For instance how to know if these results with basic dd utility reports
correct disk performances ? And are these tests relevants ?

Write small files
# dd if=/dev/zero of=test bs=4k count=1024k conv=fdatasync
4294967296 bytes (4.3 GB) copied, 4.14932 s, 1.0 GB/s

Write medium files
# dd if=/dev/zero of=test bs=64k count=64k conv=fdatasync
4294967296 bytes (4.3 GB) copied, 3.07326 s, 1.4 GB/s

Write large files
# dd if=/dev/zero of=test bs=1024k count=4k conv=fdatasync
4294967296 bytes (4.3 GB) copied, 2.97767 s, 1.4 GB/s

Read small files
# dd if=test of=/dev/zero bs=4k
4294967296 bytes (4.3 GB) copied, 0.707424 s, 6.1 GB/s

Read medium files
# dd if=test of=/dev/zero bs=64k
4294967296 bytes (4.3 GB) copied, 0.545915 s, 7.9 GB/s

Read large files
# dd if=test of=/dev/zero bs=1024k
4294967296 bytes (4.3 GB) copied, 0.578093 s, 7.4 GB/s


Regards

Dominique



-- 
Dominique Béjean
06 08 46 12 43

Re: What are descent disk I/O for Solr and Zookeeper ?

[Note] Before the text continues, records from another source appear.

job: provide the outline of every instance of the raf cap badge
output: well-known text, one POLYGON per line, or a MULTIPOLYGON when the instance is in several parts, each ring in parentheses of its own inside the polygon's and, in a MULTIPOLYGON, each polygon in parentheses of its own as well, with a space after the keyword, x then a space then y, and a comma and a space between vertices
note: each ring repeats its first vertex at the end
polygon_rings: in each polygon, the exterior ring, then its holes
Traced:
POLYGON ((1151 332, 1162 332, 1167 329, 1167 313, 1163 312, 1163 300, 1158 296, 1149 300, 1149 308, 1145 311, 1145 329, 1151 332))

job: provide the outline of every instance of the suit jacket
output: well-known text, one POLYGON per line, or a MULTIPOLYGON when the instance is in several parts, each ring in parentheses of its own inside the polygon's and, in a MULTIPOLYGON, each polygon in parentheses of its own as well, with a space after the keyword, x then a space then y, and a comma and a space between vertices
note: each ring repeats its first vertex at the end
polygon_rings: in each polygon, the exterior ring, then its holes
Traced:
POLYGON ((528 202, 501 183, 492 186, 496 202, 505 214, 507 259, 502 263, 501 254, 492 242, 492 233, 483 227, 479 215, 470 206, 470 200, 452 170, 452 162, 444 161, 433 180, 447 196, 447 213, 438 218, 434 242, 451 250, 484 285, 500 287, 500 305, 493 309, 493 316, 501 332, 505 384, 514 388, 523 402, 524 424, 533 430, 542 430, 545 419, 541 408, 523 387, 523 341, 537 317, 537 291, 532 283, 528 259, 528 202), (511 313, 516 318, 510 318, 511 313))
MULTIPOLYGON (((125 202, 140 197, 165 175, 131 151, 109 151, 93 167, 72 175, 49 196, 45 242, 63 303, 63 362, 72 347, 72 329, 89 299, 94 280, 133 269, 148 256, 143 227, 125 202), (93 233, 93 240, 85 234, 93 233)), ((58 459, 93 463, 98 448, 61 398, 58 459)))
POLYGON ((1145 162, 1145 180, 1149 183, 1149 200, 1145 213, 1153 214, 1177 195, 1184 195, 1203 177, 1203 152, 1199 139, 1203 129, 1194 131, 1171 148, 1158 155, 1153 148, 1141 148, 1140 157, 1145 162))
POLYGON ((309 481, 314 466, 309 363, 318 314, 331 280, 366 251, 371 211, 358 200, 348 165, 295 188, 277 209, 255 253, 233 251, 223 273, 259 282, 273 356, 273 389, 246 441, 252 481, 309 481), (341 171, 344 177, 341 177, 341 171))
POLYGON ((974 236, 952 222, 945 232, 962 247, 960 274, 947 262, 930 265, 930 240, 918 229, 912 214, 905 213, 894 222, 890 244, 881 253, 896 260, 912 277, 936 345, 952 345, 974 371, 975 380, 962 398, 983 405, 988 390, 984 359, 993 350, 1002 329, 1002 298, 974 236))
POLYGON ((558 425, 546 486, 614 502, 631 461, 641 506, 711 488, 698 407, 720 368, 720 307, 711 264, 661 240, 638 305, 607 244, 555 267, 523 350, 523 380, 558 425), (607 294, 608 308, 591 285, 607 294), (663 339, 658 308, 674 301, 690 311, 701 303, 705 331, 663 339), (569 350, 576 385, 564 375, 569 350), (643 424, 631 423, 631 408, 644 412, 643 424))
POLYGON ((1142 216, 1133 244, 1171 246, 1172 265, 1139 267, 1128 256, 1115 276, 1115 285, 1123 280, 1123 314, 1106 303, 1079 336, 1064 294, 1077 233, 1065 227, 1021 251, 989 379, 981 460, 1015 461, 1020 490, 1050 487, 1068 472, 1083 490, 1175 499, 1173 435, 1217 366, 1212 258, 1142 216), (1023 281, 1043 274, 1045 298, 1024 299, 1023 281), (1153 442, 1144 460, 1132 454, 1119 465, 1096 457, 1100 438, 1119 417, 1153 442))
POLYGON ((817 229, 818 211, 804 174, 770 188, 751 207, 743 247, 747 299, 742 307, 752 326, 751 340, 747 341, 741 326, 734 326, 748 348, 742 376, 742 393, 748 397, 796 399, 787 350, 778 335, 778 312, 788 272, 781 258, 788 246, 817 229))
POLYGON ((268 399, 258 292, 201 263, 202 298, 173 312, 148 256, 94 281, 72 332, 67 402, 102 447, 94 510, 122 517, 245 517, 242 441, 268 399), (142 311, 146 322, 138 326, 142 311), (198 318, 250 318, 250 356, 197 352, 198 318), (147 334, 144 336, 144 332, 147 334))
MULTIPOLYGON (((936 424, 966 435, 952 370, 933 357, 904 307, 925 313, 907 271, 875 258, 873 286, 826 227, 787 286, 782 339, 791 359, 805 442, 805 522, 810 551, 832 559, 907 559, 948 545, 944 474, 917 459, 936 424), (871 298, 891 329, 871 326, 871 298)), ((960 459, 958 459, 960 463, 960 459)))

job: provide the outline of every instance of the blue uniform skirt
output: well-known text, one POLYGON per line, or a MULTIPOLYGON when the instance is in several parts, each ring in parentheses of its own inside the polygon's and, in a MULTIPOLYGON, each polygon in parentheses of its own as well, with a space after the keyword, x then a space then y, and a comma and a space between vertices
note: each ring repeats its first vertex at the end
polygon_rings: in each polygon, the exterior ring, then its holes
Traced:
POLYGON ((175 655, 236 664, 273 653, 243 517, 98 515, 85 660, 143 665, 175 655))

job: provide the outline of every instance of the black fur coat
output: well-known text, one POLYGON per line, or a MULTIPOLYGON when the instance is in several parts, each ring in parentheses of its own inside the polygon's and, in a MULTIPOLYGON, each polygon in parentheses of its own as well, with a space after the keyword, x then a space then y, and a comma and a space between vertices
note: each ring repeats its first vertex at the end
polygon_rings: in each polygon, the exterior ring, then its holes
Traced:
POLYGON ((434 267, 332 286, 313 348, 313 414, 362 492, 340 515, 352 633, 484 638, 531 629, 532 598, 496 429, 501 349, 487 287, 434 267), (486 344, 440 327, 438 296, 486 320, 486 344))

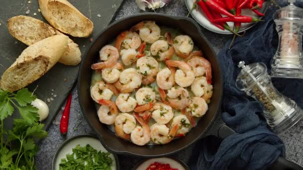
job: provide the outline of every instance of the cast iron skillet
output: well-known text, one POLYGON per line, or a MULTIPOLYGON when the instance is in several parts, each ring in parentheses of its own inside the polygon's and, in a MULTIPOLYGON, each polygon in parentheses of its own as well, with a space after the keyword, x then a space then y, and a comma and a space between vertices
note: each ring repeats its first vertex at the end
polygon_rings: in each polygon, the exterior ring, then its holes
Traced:
POLYGON ((100 36, 84 55, 79 73, 78 88, 79 99, 84 116, 89 124, 98 133, 102 145, 115 154, 129 154, 144 157, 163 157, 182 150, 202 136, 211 125, 220 110, 223 93, 223 80, 216 54, 209 42, 202 34, 199 26, 191 19, 183 17, 172 17, 164 14, 145 13, 132 15, 115 22, 103 30, 100 36), (92 64, 99 58, 99 51, 121 32, 143 20, 153 20, 159 25, 165 25, 179 29, 192 37, 194 44, 202 50, 212 66, 213 93, 209 109, 200 120, 197 126, 192 129, 186 137, 173 140, 168 144, 159 146, 139 146, 118 138, 106 125, 100 123, 97 115, 94 101, 91 98, 90 86, 92 73, 92 64))
MULTIPOLYGON (((89 124, 97 132, 102 145, 109 152, 144 158, 167 156, 185 148, 199 138, 212 133, 210 132, 214 131, 216 135, 223 138, 234 133, 226 126, 222 126, 220 116, 217 116, 221 111, 223 95, 222 75, 215 53, 194 20, 188 17, 171 16, 155 13, 134 15, 115 22, 102 30, 84 55, 80 67, 77 85, 80 107, 89 124), (114 40, 122 31, 129 30, 141 21, 149 20, 155 21, 160 26, 165 25, 178 29, 192 38, 195 45, 203 51, 204 56, 211 64, 214 89, 211 102, 208 105, 208 110, 199 121, 197 126, 186 137, 173 140, 166 145, 139 146, 117 137, 106 125, 100 122, 94 101, 90 94, 92 74, 91 65, 96 63, 99 58, 99 51, 102 47, 114 40), (218 119, 215 121, 216 117, 218 119), (216 123, 212 126, 214 122, 216 123)), ((274 167, 282 168, 281 170, 285 169, 283 169, 284 167, 290 168, 289 170, 303 170, 297 165, 282 158, 279 158, 274 164, 274 167)))

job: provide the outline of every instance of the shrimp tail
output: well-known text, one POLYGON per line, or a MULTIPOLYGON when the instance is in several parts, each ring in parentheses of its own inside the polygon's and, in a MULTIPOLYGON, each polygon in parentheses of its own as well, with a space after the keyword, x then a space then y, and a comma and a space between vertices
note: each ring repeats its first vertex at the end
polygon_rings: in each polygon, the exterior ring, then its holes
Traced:
POLYGON ((170 32, 166 32, 166 39, 167 40, 167 42, 168 43, 168 44, 172 45, 172 44, 173 44, 173 41, 172 41, 172 38, 171 36, 171 34, 170 34, 170 32))
POLYGON ((98 101, 98 103, 102 105, 104 105, 110 107, 110 110, 112 114, 118 113, 118 107, 115 103, 111 100, 100 99, 98 101))
POLYGON ((134 111, 136 112, 141 112, 151 109, 153 106, 154 102, 150 102, 149 103, 143 104, 143 105, 137 107, 134 111))
POLYGON ((137 113, 134 113, 134 116, 137 120, 139 122, 139 123, 142 125, 142 126, 148 127, 149 127, 149 125, 147 123, 143 120, 143 119, 141 117, 141 116, 139 116, 139 115, 137 113))
POLYGON ((144 49, 145 49, 145 47, 146 46, 146 43, 144 42, 139 47, 139 49, 138 50, 139 53, 137 56, 138 58, 142 57, 145 56, 145 53, 144 53, 144 49))

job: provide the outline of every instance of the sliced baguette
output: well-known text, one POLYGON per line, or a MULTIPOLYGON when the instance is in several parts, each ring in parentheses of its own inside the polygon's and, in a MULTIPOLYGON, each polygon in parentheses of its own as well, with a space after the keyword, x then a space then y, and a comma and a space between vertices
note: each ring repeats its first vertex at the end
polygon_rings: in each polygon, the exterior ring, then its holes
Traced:
POLYGON ((2 75, 1 88, 15 91, 44 75, 66 50, 68 40, 65 35, 54 35, 27 47, 2 75))
POLYGON ((38 0, 43 16, 58 30, 74 37, 87 37, 93 22, 66 0, 38 0))
MULTIPOLYGON (((55 35, 63 34, 48 24, 27 16, 19 15, 9 19, 7 27, 13 37, 27 45, 55 35)), ((67 49, 59 62, 76 66, 81 61, 81 53, 78 45, 69 39, 67 49)))

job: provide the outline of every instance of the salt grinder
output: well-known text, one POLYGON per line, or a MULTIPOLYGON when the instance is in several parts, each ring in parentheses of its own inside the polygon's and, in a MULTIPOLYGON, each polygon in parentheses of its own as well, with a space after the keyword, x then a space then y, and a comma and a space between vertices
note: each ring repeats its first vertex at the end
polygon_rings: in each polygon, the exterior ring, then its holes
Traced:
POLYGON ((303 79, 303 8, 290 4, 273 16, 279 34, 278 50, 272 60, 272 77, 303 79))
POLYGON ((274 86, 267 68, 262 63, 246 66, 241 61, 242 70, 236 85, 239 89, 260 101, 264 106, 267 124, 277 133, 290 128, 303 117, 303 110, 296 102, 280 93, 274 86))

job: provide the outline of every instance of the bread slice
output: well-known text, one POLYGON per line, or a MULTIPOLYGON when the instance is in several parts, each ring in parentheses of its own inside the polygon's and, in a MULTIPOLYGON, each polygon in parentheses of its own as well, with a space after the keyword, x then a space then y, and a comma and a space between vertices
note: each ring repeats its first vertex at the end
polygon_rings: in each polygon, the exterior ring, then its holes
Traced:
POLYGON ((64 35, 54 35, 27 47, 4 72, 0 87, 15 91, 44 75, 66 50, 68 40, 64 35))
MULTIPOLYGON (((7 22, 8 32, 22 43, 31 45, 47 37, 63 34, 51 26, 30 16, 14 16, 7 22)), ((59 60, 66 65, 76 66, 81 61, 81 53, 78 44, 68 39, 67 49, 59 60)))
POLYGON ((50 25, 74 37, 87 37, 93 22, 66 0, 38 0, 41 12, 50 25))

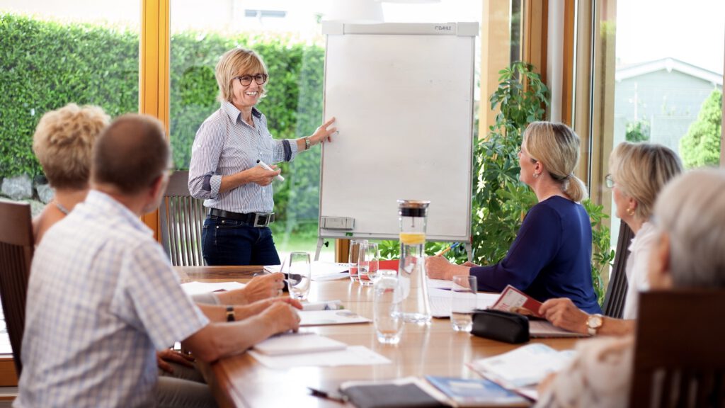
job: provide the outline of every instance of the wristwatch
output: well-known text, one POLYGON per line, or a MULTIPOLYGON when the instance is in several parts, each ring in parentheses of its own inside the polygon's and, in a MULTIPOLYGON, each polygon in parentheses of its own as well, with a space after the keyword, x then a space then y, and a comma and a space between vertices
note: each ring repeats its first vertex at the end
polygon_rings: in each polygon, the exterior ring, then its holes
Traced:
POLYGON ((597 331, 602 327, 604 319, 601 314, 592 314, 587 318, 587 331, 589 335, 597 335, 597 331))

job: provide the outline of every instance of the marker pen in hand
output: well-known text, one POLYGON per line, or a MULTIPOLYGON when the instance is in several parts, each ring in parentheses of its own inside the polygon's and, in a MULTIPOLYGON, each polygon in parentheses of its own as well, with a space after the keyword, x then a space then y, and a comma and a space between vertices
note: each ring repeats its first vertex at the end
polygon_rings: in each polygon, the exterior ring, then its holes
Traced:
MULTIPOLYGON (((261 166, 262 168, 264 168, 265 170, 269 170, 270 171, 275 171, 275 170, 273 168, 272 168, 271 167, 267 166, 267 163, 265 163, 265 162, 263 162, 263 161, 262 161, 260 160, 257 160, 257 163, 259 164, 260 166, 261 166)), ((275 176, 274 178, 276 179, 278 179, 278 180, 279 180, 280 181, 284 181, 284 177, 283 177, 280 174, 278 174, 278 175, 275 176)))

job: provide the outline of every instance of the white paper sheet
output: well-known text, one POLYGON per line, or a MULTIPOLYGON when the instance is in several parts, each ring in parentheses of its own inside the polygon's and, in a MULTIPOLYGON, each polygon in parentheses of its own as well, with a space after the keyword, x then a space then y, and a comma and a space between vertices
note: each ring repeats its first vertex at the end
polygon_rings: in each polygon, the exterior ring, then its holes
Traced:
POLYGON ((241 289, 246 286, 244 283, 239 282, 189 282, 182 283, 181 287, 187 295, 199 295, 199 293, 208 293, 216 292, 217 290, 233 290, 234 289, 241 289))
MULTIPOLYGON (((431 315, 434 317, 450 317, 451 291, 438 287, 428 288, 428 298, 431 303, 431 315)), ((498 299, 498 293, 476 293, 476 307, 487 309, 498 299)))
POLYGON ((370 319, 362 317, 349 310, 315 310, 298 312, 302 320, 300 326, 322 326, 326 325, 350 325, 369 323, 370 319))
POLYGON ((257 352, 270 356, 304 354, 334 350, 344 350, 341 341, 311 332, 284 333, 272 336, 254 346, 257 352))
POLYGON ((527 344, 494 357, 479 359, 471 367, 484 377, 513 389, 538 384, 571 361, 573 350, 558 351, 545 344, 527 344))
POLYGON ((302 303, 302 310, 339 310, 345 309, 342 306, 342 301, 336 299, 334 301, 323 301, 321 302, 305 302, 302 303))
POLYGON ((388 359, 364 346, 350 346, 344 350, 336 351, 305 353, 290 356, 265 356, 253 351, 249 351, 249 353, 262 364, 277 370, 295 367, 374 365, 391 362, 388 359))
MULTIPOLYGON (((265 270, 273 273, 280 272, 281 268, 281 265, 268 265, 265 266, 265 270)), ((312 279, 318 282, 347 278, 349 269, 350 264, 344 263, 313 261, 310 264, 312 279)))

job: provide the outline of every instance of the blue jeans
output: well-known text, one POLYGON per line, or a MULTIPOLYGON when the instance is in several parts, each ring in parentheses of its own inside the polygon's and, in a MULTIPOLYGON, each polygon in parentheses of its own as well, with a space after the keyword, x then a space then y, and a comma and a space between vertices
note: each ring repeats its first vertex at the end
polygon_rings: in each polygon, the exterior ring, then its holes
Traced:
POLYGON ((212 216, 204 221, 202 253, 210 266, 281 264, 269 227, 212 216))

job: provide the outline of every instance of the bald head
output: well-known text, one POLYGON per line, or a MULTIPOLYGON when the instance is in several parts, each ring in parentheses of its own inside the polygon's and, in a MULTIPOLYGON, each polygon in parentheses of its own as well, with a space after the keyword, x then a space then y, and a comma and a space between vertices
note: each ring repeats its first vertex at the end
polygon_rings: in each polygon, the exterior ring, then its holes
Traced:
POLYGON ((94 147, 91 180, 135 195, 151 187, 169 166, 164 127, 154 118, 129 114, 114 121, 94 147))

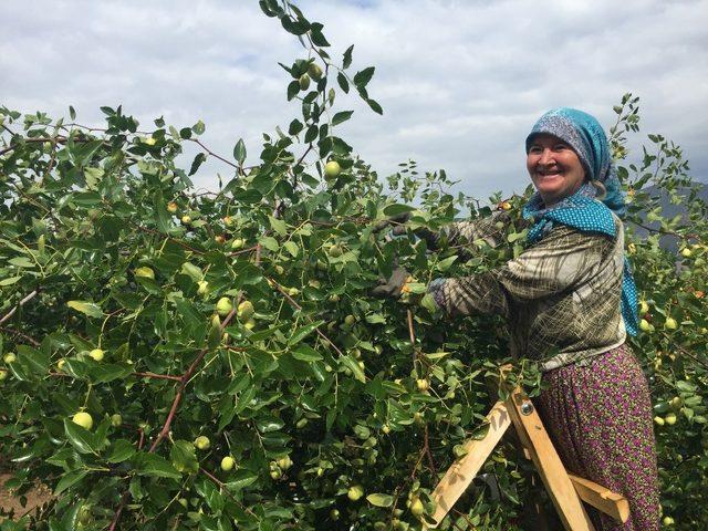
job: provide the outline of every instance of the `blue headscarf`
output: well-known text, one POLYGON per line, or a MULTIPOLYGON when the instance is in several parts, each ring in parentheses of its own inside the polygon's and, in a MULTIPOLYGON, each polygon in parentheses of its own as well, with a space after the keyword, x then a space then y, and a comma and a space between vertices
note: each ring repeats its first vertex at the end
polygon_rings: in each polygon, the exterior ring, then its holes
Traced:
MULTIPOLYGON (((527 153, 539 134, 553 135, 565 142, 577 154, 585 169, 585 183, 573 194, 551 207, 545 207, 537 191, 523 207, 523 216, 533 219, 528 240, 533 243, 543 238, 554 223, 565 225, 582 232, 600 232, 616 238, 612 212, 623 218, 626 212, 624 194, 610 157, 607 137, 600 123, 590 114, 575 108, 560 107, 545 113, 527 137, 527 153), (592 180, 602 183, 607 190, 598 200, 592 180)), ((638 331, 637 290, 627 258, 624 259, 622 279, 622 317, 629 335, 638 331)))

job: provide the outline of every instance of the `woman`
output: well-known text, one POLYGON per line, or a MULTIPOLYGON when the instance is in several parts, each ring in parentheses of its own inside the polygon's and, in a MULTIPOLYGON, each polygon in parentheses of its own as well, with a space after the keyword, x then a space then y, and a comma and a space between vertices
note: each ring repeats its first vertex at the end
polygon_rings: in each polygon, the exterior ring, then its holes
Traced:
MULTIPOLYGON (((629 501, 625 524, 603 514, 597 527, 657 530, 652 406, 625 345, 637 331, 637 298, 607 138, 594 117, 558 108, 537 122, 525 147, 537 188, 523 209, 528 249, 483 274, 436 279, 429 291, 450 315, 503 315, 512 353, 540 362, 546 389, 539 410, 564 465, 629 501)), ((446 236, 496 244, 504 216, 454 223, 446 236)))

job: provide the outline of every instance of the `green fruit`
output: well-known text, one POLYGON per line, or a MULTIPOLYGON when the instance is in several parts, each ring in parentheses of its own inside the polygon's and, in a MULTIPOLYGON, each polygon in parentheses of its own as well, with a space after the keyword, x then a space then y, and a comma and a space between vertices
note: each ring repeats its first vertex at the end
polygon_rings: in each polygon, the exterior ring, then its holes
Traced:
POLYGON ((364 496, 364 487, 361 485, 353 485, 346 491, 346 497, 352 501, 358 500, 362 496, 364 496))
POLYGON ((425 512, 425 507, 423 507, 423 502, 420 498, 416 497, 410 500, 410 512, 414 517, 420 517, 425 512))
POLYGON ((209 447, 211 446, 211 441, 209 440, 209 437, 207 437, 206 435, 200 435, 199 437, 197 437, 194 444, 195 444, 195 447, 199 450, 208 450, 209 447))
POLYGON ((152 268, 137 268, 135 270, 135 277, 136 278, 143 278, 143 279, 152 279, 155 280, 155 271, 153 271, 152 268))
POLYGON ((220 316, 226 317, 229 313, 231 313, 231 310, 233 310, 231 299, 229 299, 228 296, 222 296, 221 299, 219 299, 219 301, 217 302, 217 313, 220 316))
POLYGON ((341 173, 342 173, 342 167, 340 166, 340 163, 337 163, 336 160, 330 160, 324 166, 324 176, 327 177, 329 179, 333 179, 337 177, 341 173))
POLYGON ((290 459, 290 456, 281 457, 275 462, 283 470, 288 470, 290 467, 292 467, 292 459, 290 459))
POLYGON ((310 77, 313 80, 319 80, 322 77, 322 69, 317 63, 310 63, 308 66, 308 74, 310 74, 310 77))
POLYGON ((79 412, 72 417, 72 421, 84 429, 91 429, 93 426, 93 418, 86 412, 79 412))
POLYGON ((239 304, 236 312, 239 319, 248 320, 251 315, 253 315, 253 303, 251 301, 243 301, 239 304))
POLYGON ((221 470, 223 470, 225 472, 231 470, 233 468, 233 465, 236 465, 236 461, 231 456, 226 456, 223 459, 221 459, 221 470))

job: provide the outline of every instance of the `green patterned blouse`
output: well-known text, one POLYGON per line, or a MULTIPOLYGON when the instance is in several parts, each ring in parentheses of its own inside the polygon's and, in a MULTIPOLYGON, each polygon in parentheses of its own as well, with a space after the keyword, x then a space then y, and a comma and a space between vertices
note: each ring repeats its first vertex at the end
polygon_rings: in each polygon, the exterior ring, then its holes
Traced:
MULTIPOLYGON (((452 223, 448 242, 503 238, 506 212, 452 223)), ((511 353, 541 362, 542 371, 586 361, 624 343, 621 315, 624 230, 616 239, 556 225, 538 243, 499 269, 450 278, 431 287, 451 315, 500 314, 509 323, 511 353)))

Posted by Dominique Bejean <do...@eolya.fr>.
Hi Shawn,

I agree on Disk I/O versus available memory about Solr performances.
However for heavy indexing and heavy searching context, even with a lot of
RAM, disk I/O should be critical.

My concern is also about write I/O for Zookeeper transactions log. My
understanding is that is critical not as much for Solrcloud performances
but mainly for SolrCloud stability.

Sometimes even with best practices respect and all possible configuration
tuning, Solrcoud is not stable or not performant due to lake of hardware
resources. Monitoring CPU, CPU load, iowait, jvm GC, … should highlight
theses lake of ressources. If the hardware is undersized, we need metrics
in order to explain and demonstrate this to the customer (furthermore if
the infrastructure provider do not want admit there are issues with
hardware or virtualization). That was the meaning of my question about
“decent disk I/O”.

Regards

Dominique


Le ven. 9 mars 2018 à 00:40, Shawn Heisey <ap...@elyograg.org> a écrit :

> On 3/8/2018 2:55 PM, Dominique Bejean wrote:
> > Disk I/O are critical for high performance Solrcloud.
>
> This statement has truth to it, but if your system is correctly sized,
> disk performance will not have much of an impact on Solr performance.
> If upgrading to faster disks does improves long-term query performance,
> the system probably doesn't have enough memory installed.  There can be
> other causes, but that is the most common.
>
> When there is enough memory available to allow the operating system to
> effectively cache the index data, Solr will not need to access the disk
> much at all for queries -- all that data will be already in memory.
> Indexing will still be dependent on disk performance even when there is
> plenty of memory, because that will require writing new data to the disk.
>
> https://wiki.apache.org/solr/SolrPerformanceProblems
>
> This is my hammer.  To me, your question looks like a nail.  :)
>
> Thanks,
> Shawn
>
> --
Dominique Béjean
06 08 46 12 43

Re: What are descent disk I/O for Solr and Zookeeper ?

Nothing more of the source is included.